The Texas Republican was a vital player in passing bipartisan gun legislation last year despite some fierce opposition from gun rights activists in his home state. The new law, which was the most significant federal firearms reform in decade, followed the horrific shooting at Robb Elementary School in Uvalde that killed 21 people. While it doesn’t ban any weapons, it includes measures offering states more incentives to fund red flag laws, which allow courts to temporarily seize firearms from anyone believed to be a danger to themselves or others. This was all a fragile Senate coalition could bear.
Despite his previous role, Cornyn also expressed some frustration with Biden’s remarks. “The president just keeps coming back to the same old tired talking points. So he’s not offering any new solutions or ideas. If he does, I think we should consider them, but so far, I haven’t heard anything.”
In one sense, Cornyn – who predicted no action on guns until at least the next election – was simply stating the facts. Biden does call for an assault weapons ban after most mass shootings. But to hear such a suggestion described as “tired talking points” is still jarring after Monday’s shooter was carrying two AR-style weapons and killed six people.

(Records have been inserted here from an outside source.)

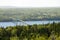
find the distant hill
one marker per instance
(29, 14)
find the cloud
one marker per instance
(30, 3)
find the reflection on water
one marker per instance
(4, 24)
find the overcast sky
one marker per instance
(30, 3)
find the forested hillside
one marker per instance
(29, 14)
(31, 32)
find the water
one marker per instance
(5, 24)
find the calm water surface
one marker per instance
(5, 24)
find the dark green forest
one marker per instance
(31, 32)
(29, 14)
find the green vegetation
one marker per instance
(31, 32)
(29, 14)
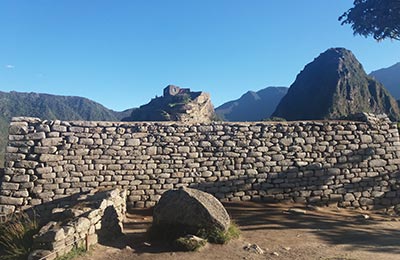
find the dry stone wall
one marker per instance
(349, 163)
(94, 217)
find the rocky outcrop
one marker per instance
(193, 209)
(252, 106)
(334, 86)
(176, 105)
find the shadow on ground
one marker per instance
(334, 226)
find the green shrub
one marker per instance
(189, 243)
(16, 237)
(218, 236)
(171, 233)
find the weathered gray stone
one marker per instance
(196, 209)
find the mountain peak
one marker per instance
(333, 86)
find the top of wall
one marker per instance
(369, 118)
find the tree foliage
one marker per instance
(377, 18)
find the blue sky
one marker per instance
(123, 53)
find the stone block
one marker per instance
(4, 200)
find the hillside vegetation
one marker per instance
(50, 107)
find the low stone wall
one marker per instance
(91, 218)
(349, 163)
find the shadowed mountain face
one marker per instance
(47, 106)
(252, 106)
(390, 78)
(334, 86)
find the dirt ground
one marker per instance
(282, 233)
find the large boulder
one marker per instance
(192, 209)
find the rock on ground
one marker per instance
(192, 208)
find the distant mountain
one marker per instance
(333, 86)
(47, 106)
(390, 78)
(252, 106)
(177, 104)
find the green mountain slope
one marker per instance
(50, 107)
(252, 106)
(334, 86)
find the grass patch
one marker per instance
(218, 236)
(16, 237)
(77, 251)
(177, 235)
(189, 243)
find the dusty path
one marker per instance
(322, 233)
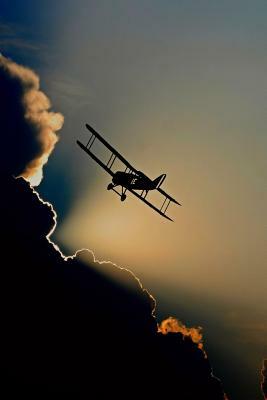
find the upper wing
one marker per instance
(115, 152)
(168, 196)
(86, 149)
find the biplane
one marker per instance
(130, 179)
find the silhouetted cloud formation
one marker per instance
(74, 326)
(264, 379)
(28, 128)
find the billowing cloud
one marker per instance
(264, 379)
(73, 326)
(27, 126)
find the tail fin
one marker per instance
(159, 181)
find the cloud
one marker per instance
(28, 127)
(264, 379)
(174, 325)
(72, 326)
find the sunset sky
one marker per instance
(178, 87)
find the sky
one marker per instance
(178, 88)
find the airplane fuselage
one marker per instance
(133, 181)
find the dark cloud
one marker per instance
(264, 379)
(28, 129)
(74, 326)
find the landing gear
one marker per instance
(123, 197)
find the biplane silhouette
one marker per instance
(130, 179)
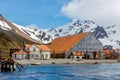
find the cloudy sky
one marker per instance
(54, 13)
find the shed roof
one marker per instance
(41, 47)
(63, 44)
(20, 52)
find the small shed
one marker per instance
(20, 55)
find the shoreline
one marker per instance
(64, 61)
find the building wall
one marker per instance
(88, 45)
(34, 52)
(46, 54)
(19, 56)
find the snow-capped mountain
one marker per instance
(34, 35)
(108, 35)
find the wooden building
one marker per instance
(37, 51)
(31, 51)
(64, 47)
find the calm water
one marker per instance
(66, 72)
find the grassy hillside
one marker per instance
(10, 40)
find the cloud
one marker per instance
(106, 12)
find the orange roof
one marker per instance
(77, 53)
(20, 52)
(63, 44)
(27, 45)
(107, 51)
(41, 47)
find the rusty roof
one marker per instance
(77, 53)
(20, 52)
(41, 47)
(63, 44)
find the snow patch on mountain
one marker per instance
(4, 26)
(38, 35)
(108, 35)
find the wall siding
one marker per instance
(88, 44)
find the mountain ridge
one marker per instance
(108, 35)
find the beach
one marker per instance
(64, 61)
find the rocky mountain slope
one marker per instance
(14, 36)
(33, 35)
(108, 35)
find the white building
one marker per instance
(32, 51)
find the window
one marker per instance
(34, 49)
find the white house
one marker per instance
(32, 51)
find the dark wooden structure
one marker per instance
(9, 65)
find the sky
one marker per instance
(42, 13)
(46, 14)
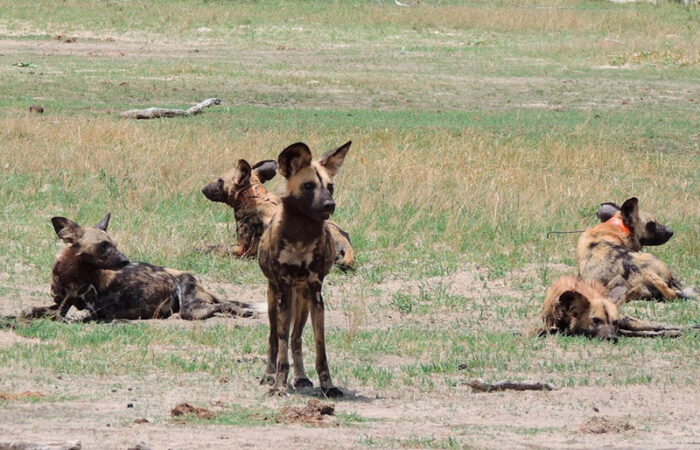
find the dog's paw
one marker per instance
(332, 392)
(277, 392)
(268, 378)
(302, 383)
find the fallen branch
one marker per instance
(158, 113)
(17, 445)
(482, 386)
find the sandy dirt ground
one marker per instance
(109, 411)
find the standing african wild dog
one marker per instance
(584, 307)
(296, 252)
(609, 253)
(242, 189)
(91, 274)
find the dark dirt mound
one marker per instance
(314, 413)
(184, 409)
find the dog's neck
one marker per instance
(73, 273)
(253, 190)
(298, 226)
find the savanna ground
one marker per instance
(477, 127)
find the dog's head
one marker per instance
(310, 182)
(644, 228)
(91, 245)
(228, 187)
(590, 309)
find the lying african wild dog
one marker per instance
(296, 252)
(584, 307)
(91, 274)
(242, 189)
(610, 254)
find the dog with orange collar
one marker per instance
(609, 253)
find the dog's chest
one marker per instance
(297, 254)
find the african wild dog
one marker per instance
(609, 253)
(296, 252)
(242, 189)
(91, 274)
(584, 307)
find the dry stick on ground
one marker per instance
(17, 445)
(158, 113)
(480, 385)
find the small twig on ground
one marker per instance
(670, 333)
(158, 113)
(480, 385)
(17, 445)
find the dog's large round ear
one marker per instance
(242, 173)
(630, 211)
(607, 211)
(334, 159)
(265, 170)
(67, 230)
(618, 295)
(294, 158)
(104, 223)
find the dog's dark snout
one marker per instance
(329, 207)
(123, 261)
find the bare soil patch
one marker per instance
(185, 409)
(314, 413)
(603, 424)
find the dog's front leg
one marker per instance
(300, 312)
(318, 322)
(272, 300)
(284, 306)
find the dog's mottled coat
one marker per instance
(296, 253)
(609, 253)
(92, 275)
(242, 189)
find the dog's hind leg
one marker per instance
(652, 286)
(300, 313)
(42, 311)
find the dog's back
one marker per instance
(609, 254)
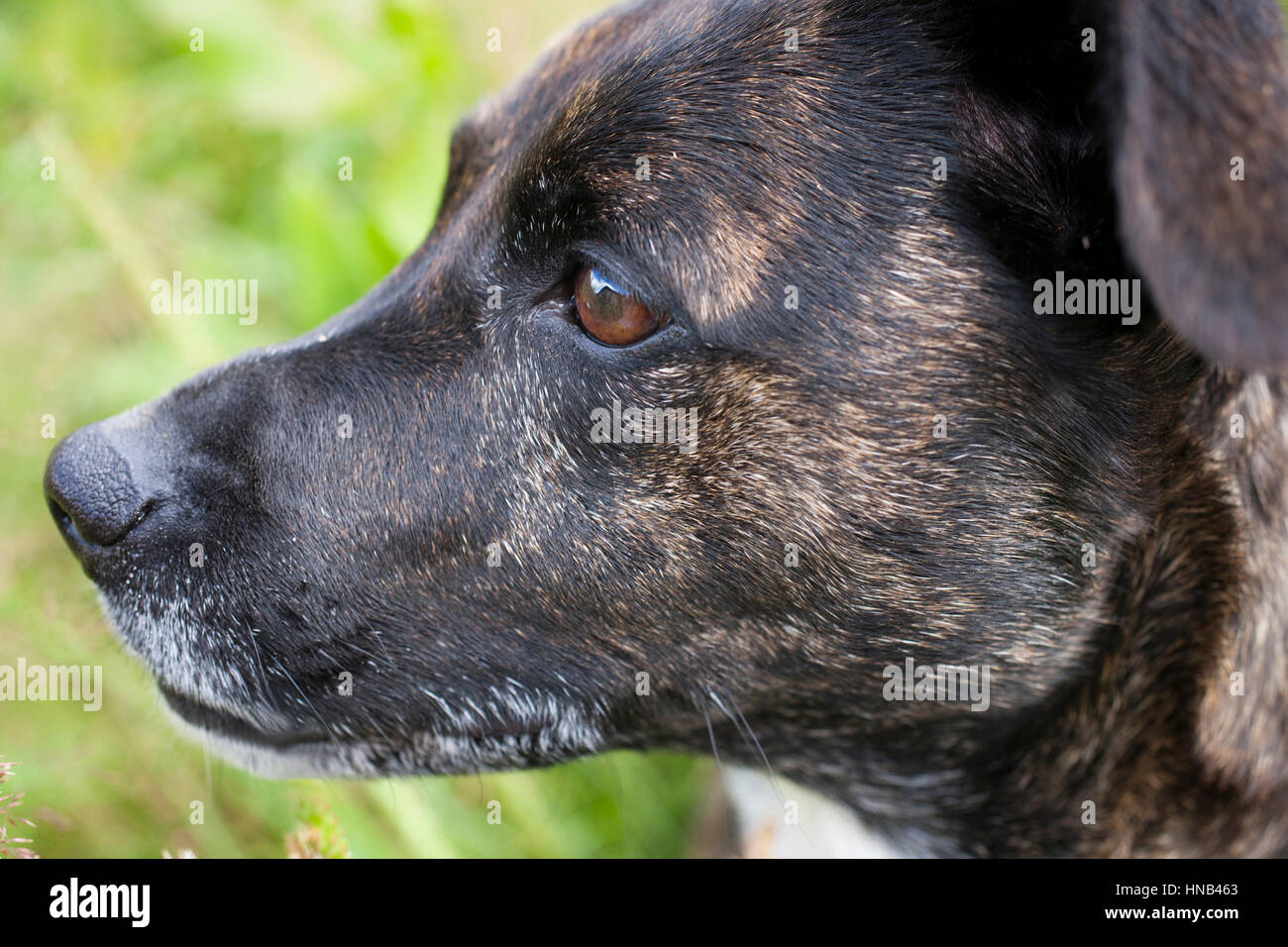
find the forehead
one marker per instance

The Texas senator also encapsulated the reality, frustration and limitations of the guns debate. He said that such bans would affect “law-abiding citizens” adding, “I don’t believe those law-abiding citizens are a threat to public safety.”
Cornyn is right that most Americans who own such firearms never infringe the law, use their weapons recklessly or much less launch mass shootings. But at the same time, some of these weapons designed for the battlefield have the capacity to cause enormous carnage in just a few moments. The assailants that open fire with them in schools, shopping malls or bars have sometimes been law-abiding until their attacks.

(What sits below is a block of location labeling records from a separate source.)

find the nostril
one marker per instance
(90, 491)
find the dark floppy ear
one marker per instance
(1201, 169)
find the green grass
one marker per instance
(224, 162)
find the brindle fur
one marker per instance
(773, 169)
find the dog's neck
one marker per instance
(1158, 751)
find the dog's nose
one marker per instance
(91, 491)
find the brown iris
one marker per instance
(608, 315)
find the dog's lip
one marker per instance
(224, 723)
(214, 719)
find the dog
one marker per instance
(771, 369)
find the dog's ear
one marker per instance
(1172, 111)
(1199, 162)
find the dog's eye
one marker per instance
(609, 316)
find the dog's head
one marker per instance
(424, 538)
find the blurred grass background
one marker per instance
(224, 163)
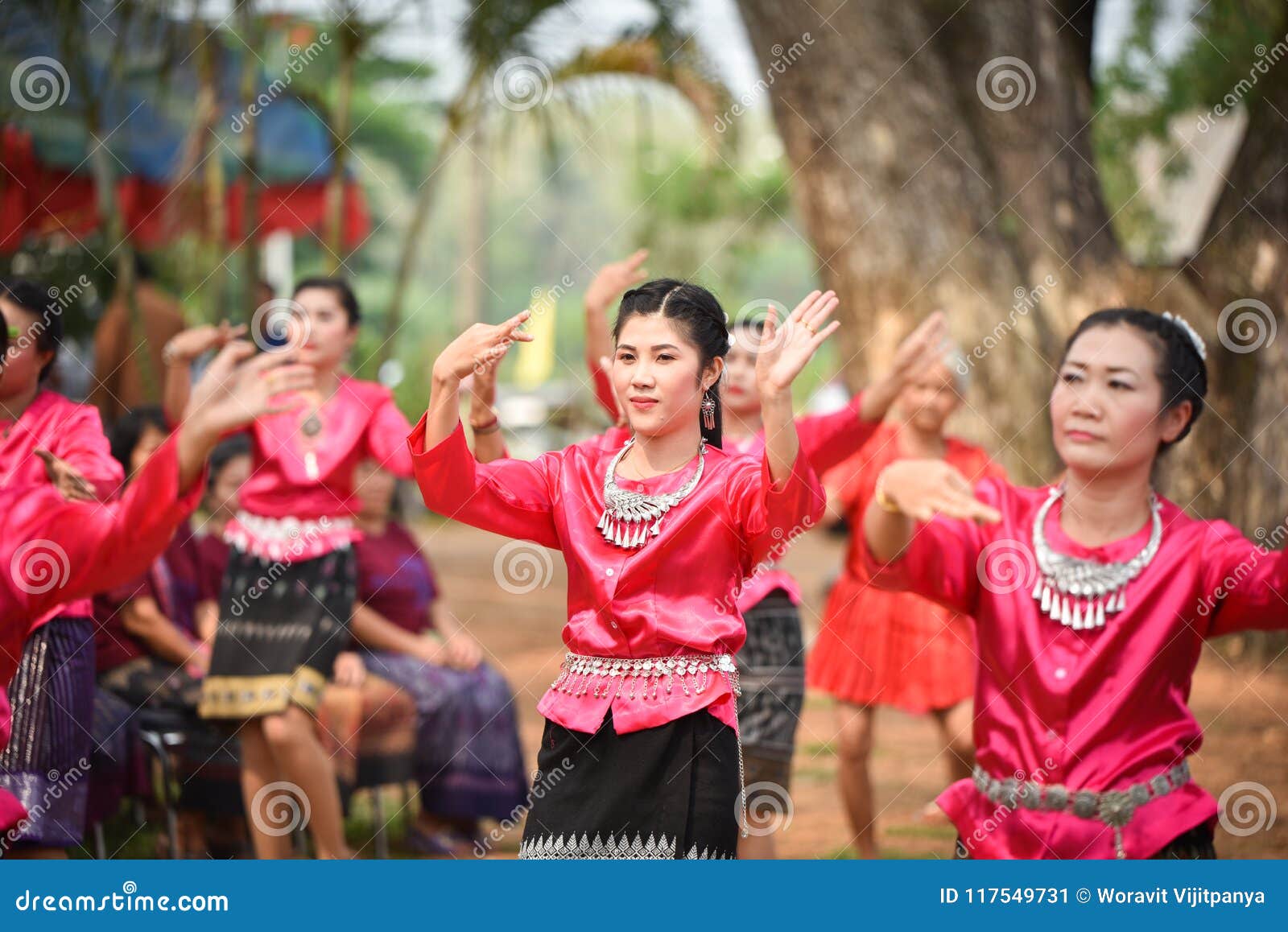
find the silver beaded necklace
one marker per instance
(1080, 592)
(626, 513)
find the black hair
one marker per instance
(1179, 367)
(227, 451)
(35, 299)
(341, 290)
(126, 433)
(700, 317)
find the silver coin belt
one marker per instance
(1114, 807)
(598, 674)
(580, 674)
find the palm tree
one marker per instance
(509, 72)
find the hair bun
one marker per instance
(1199, 347)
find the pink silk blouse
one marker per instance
(1092, 710)
(360, 421)
(88, 546)
(71, 431)
(658, 600)
(826, 440)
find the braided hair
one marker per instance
(1179, 366)
(35, 299)
(700, 318)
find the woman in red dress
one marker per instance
(894, 648)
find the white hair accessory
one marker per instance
(1199, 347)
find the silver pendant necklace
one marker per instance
(1080, 592)
(311, 427)
(628, 513)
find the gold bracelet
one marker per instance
(882, 500)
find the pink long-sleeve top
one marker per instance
(360, 421)
(71, 431)
(60, 551)
(657, 600)
(826, 440)
(1092, 710)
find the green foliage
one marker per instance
(1162, 73)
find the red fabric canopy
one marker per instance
(40, 201)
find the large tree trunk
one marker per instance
(1242, 268)
(942, 160)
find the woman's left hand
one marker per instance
(349, 670)
(785, 349)
(66, 478)
(463, 653)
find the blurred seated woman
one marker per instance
(469, 765)
(366, 724)
(151, 655)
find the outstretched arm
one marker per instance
(508, 497)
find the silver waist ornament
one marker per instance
(1079, 592)
(628, 513)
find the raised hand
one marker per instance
(924, 488)
(188, 344)
(481, 347)
(785, 349)
(612, 279)
(920, 349)
(242, 386)
(919, 352)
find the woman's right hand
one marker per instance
(615, 278)
(188, 344)
(924, 488)
(481, 347)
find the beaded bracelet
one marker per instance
(882, 500)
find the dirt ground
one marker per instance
(1243, 711)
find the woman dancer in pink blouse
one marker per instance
(1092, 600)
(639, 757)
(290, 584)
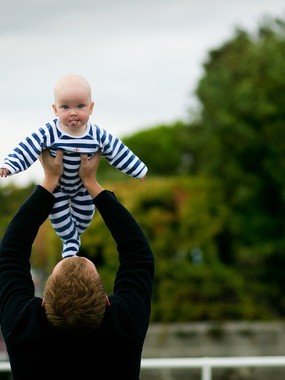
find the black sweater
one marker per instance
(111, 352)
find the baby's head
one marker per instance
(73, 103)
(72, 85)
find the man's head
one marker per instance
(74, 296)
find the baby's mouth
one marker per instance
(73, 123)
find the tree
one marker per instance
(240, 139)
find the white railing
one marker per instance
(205, 364)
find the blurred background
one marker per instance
(197, 91)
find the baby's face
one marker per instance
(73, 107)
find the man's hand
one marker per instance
(88, 174)
(53, 169)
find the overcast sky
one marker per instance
(143, 58)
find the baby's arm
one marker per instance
(25, 154)
(4, 172)
(120, 156)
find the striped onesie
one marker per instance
(74, 208)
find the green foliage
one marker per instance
(240, 140)
(164, 149)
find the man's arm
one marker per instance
(134, 278)
(16, 285)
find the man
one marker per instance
(46, 339)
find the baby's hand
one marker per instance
(4, 172)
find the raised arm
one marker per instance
(134, 277)
(16, 285)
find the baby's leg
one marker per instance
(82, 210)
(64, 224)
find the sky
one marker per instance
(142, 58)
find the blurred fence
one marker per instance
(205, 365)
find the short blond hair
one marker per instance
(74, 297)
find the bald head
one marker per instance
(71, 84)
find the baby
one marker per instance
(72, 132)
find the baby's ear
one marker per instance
(91, 107)
(54, 109)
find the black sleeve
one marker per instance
(16, 285)
(134, 278)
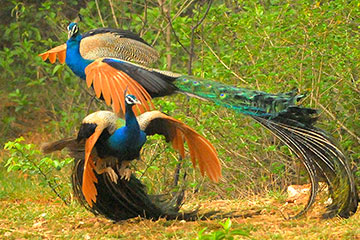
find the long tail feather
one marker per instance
(323, 160)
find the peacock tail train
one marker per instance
(294, 126)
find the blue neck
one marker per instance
(128, 137)
(73, 57)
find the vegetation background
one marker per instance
(268, 45)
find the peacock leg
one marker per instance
(101, 168)
(124, 171)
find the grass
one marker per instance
(29, 211)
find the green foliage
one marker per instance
(26, 158)
(224, 233)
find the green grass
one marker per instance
(30, 211)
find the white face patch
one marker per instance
(73, 30)
(131, 100)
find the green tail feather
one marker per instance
(293, 125)
(254, 103)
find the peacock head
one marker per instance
(131, 100)
(73, 30)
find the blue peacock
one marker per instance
(104, 148)
(120, 59)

The political argument on guns is essentially about the rights of which Americans take priority. Is it those of citizens who own such weapons, even though a tiny minority of them use them to create mayhem and murder? Or should it be the victims of gun crime, like those kids and adults gunned down in Nashville, who had their rights to life, liberty and the pursuit of happiness eradicated in a few seconds of terror?
“Our message here is very, very clear: Enough is enough. We need to see action in Congress,” White House press secretary Karine Jean-Pierre told CNN’s Kaitlan Collins on “This Morning” Tuesday, rejecting Cornyn’s remarks.
A political tragedy underlies many of these mass shootings. In a bitter political climate, where any attempts at gun legislation are portrayed as an attempt to illegally snatch away firearms, there is no reachable common ground between upholding the constitutional right to bear arms and the wishes of many Americans who want stricter gun laws.
The late Supreme Court Justice Antonin Scalia, a hero of the conservative movement, wrote in the Heller opinion in 2008 that it was permissible for the government to regulate firearms while remaining faithful to the Second Amendment. He wrote that the right secured by the amendment was not “a right to keep and carry any weapon whatsoever in any manner whatsoever and for whatever purpose.”
That’s a position that has long been overtaken by the Republican Party’s march to the right – a fact that Cornyn implicitly underscored in his comments.
This lack of any common ground on an issue of deadly importance parallels the wider disconnect in a politically polarized society that increasingly lacks a common cultural understanding.
This political paralysis means that there are almost certainly some young kids going to school as usual on Tuesday morning, who, one day, won’t come home after class.